Rapid advances in computer technologies and their growing acceptance by society, industry, business and governments have stimulated dramatic change of the information technology landscape. This change is not without tensions. The one most prominent is between the global accessibility of information and information protection. Information collected by various institutions and businesses is normally stored in large globally accessible databases. Global accessibility allows business and industry to expand their markets. Unfortunately the price to pay is a continual deterioration of information security and privacy of their clients.

In recent years, database privacy has received considerable attention from the research community. The main focus of this research has been on the balance between efficiency of information management (such as storing, sharing, updating) and privacy issues (preserving secrecy of personal data while allowing release of some related information). There are many works that have identified a collection of database operations together with appropriate cryptographic protocols, which preserve privacy of underlying personal data items. Unfortunately, a majority of the privacy-preserving operations require either a relaxation of underlying security requirements or impose severe limitations on efficiency.
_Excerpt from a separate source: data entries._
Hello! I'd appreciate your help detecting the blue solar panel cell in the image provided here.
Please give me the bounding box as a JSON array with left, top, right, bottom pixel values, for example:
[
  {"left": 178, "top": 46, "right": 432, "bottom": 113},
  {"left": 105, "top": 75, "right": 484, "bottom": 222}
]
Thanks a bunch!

In this thesis, we examine several specific problems that fall under the heading of privacy-preserving dataset operations. We design efficient protocols for these problems, and analyze their security and correctness in the presence of attackers.

We first propose two protocols for the secure disjointness test between two private datasets. Previous works for this problem either have a high round complexity, require a large computation overhead, or assume weaker security requirements. In order to design efficient protocols for these problems, we employ a novel combination of techniques that applies Sylvester matrices, secret sharing and the well-known secure determinant evaluation. By using secret sharing techniques to construct Sylvester matrix based on two datasets and to compute its determinant, we are able to increase the efficiency of our privacy-preserving set disjointness tests without compromising their security. In addition, our protocols are unconditionally secure against both honest-but-curious and malicious adversaries.

At Eurocrypt’04, Freedman, Nissim and Pinkas introduced a fuzzy private matching problem. The problem is defined as follows. Given two parties, each of them having a set of vectors where each vector has $T$ integer components, the fuzzy private matching is to secure test if each vector of one set matches any vector of another set for at least $t$ components where $t < T$. In the conclusion of their paper, they asked whether it was possible to design a fuzzy private matching protocol without incurring a communication complexity with the factor $T\choose t$ and with a malicious model. We answer their question in the affirmative and present two efficient protocols. They are based on Reed-Solomon codes with polynomial encoding and reconstruction algorithms. We also employ homomorphic encryption to ensure the privacy of the datasets. Comparing with the previous protocols, our protocols are more efficient in terms of their communication and computation overhead. Moreover, our protocols are provably secure against malicious adversaries.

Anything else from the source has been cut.